Lyminge Parish Church from the north east
The church at Lyminge sits on a chalk bluff overlooking the spring now known as St Ethelburga’s Well that is one of the sources of the Nailbourne. The evidence of flint working found during the recent archaeological excavations shows that people were attracted to this area as early as perhaps 11-10,000 BC. A Bronze Age barrow has been found on Tayne Field, as well as other burials of a slightly later date. Subsequently, Germanic settlers arrived in the area and there is evidence of settlement from the end of the 5th Century AD, less than 100 years after the end of Roman rule. In the 6th and 7th Centuries, a royal estate was established on Tayne Field with a succession of magnificent feasting halls.
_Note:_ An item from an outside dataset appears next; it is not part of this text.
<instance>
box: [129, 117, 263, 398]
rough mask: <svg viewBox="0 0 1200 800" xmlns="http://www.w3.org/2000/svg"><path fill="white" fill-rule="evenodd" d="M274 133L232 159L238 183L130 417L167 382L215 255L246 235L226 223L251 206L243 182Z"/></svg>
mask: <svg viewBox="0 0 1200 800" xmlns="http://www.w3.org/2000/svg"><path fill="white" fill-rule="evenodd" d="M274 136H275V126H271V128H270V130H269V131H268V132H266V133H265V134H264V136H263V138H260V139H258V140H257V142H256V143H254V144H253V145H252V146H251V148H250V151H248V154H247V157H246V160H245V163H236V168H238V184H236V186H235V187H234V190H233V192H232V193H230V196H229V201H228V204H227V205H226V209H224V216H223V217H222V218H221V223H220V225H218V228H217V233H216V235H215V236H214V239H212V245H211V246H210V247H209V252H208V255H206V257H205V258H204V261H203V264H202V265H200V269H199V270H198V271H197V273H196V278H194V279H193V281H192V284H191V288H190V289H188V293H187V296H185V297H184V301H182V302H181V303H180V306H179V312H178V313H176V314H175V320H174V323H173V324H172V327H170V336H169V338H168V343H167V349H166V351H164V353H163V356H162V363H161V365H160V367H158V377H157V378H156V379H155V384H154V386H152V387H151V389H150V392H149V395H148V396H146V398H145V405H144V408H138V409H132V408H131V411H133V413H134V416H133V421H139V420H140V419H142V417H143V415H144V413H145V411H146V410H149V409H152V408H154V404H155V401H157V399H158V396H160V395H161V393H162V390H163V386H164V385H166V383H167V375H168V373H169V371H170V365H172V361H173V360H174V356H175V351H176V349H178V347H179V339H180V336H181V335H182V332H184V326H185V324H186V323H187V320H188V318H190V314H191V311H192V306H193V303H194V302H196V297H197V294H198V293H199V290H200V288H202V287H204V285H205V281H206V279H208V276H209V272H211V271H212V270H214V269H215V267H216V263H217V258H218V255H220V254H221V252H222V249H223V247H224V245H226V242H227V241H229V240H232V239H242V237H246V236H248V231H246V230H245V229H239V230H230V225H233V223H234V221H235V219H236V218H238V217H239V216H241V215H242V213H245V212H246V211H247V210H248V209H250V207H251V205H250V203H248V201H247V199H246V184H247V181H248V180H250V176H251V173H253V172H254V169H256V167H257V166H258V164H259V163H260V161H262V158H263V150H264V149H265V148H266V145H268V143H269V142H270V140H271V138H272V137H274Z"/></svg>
It was the presence of the royal estate that led to the arrival of Queen AEthelburh. She was the sister of Eadbald, King of Kent. When her husband Edwin King of Northumbria was killed in battle in AD 633, she returned to Kent. At Lyminge, she is recorded as having created one of the first monasteries in southern England. This was less than 40 years after St Augustine had arrived with his mission from Rome, sent by Pope Gregory the Great to convert the pagan English.
Excavations by Dr Gabor Thomas of the University of Reading have demonstrated the presence of a monastic community south of the Parish Church from at least the end of the 7th Century. You can read more about these excavations here . The presence of this monastery and the feasting halls on Tayne Field make Lyminge a site of major significance because such finds are very rare. But this is not all. There are masonry remains to the south of the church that suggest Lyminge is even more significant.
The Rector of Lyminge from 1854 was Canon Robert Jenkins. Whether he came to Lyminge because he thought there were things to find, or whether, having arrived, he was just curious is unknown. But from the late 1850s, he undertook a series of excavations in and around the churchyard that uncovered what appeared to be an early church. An illustration of some of what he found appears below.
The masonry structure excavated to the south of the present Parish Church, c 1860
Canon Jenkins went on to discover a number of walls and he imagined that these were all part of a single massive structure. Unfortunately, the Canon did not write up his finds very well and this leaves a host of questions. Moreover the walls he found were fragile and it was decided to cover them up again in 1929. So now we are left with many questions. The surviving descriptions and illustrations suggest that we may have in Lyminge one of the first masonry churches built in England since the end of the Roman occupation. This is why Historic England, the national agency that protects the country’s heritage, has described the site at Lyminge as of “outstanding importance”. John Blair, Professor of Medieval History and Archaeology at the University of Oxford and author of ‘The Church in Anglo-Saxon Society’ has written in support of our project saying that the structure found by Canon Jenkins is ‘among the most important early Anglo-Saxon church remains ever excavated in southern England’. Our project is aimed at understanding exactly what Canon Jenkins found and hopefully identifying how old the structure actually is. We know it is early but not exactly how early. You can read more about Canon Jenkins’ excavations here
To put this in context, the earliest parts of the current Parish Church date to around the time of the Norman Conquest. There is debate about whether they are earlier or later, but they are around 1,000 years old. The round-headed windows in the chancel are made of re-used Roman brick and this illustrates how the earliest standing masonry within the current church recycles material from older structures. At the time the oldest parts of the present church were built, the earlier church found by Canon Jenkins was probably as old as the Spanish Armada is to us.
The chancel at Lyminge
The interior of the chancel showing the early windows capped with Roman brick
We also have an enigmatic niche in the south wall that may be a remnant of the shrine to St Eadburh. This shrine would have been in the church discovered by Canon Jenkins. The north wall of that church underlies the south wall of the present church. So what is now outside the present church was once inside the early church found by Canon Jenkins. This niche, which is now blocked on the inside of the present church may have provided a way to see or touch the shrine that once stood in the area that is now outside the church. You can read more about Queen Æthelburh and how she has been confused with St Eadburh here
The enigmatic niche in the south wall. The grassy area is where the shrine of St Eadburh may once have stood, visible from the inside of the church through the niche
The current parish church is itself a church of great significance and it is listed as Grade 1 by Historic England. The remains discovered by Canon Jenkins make the site vastly more important because early stone churches are very, very rare.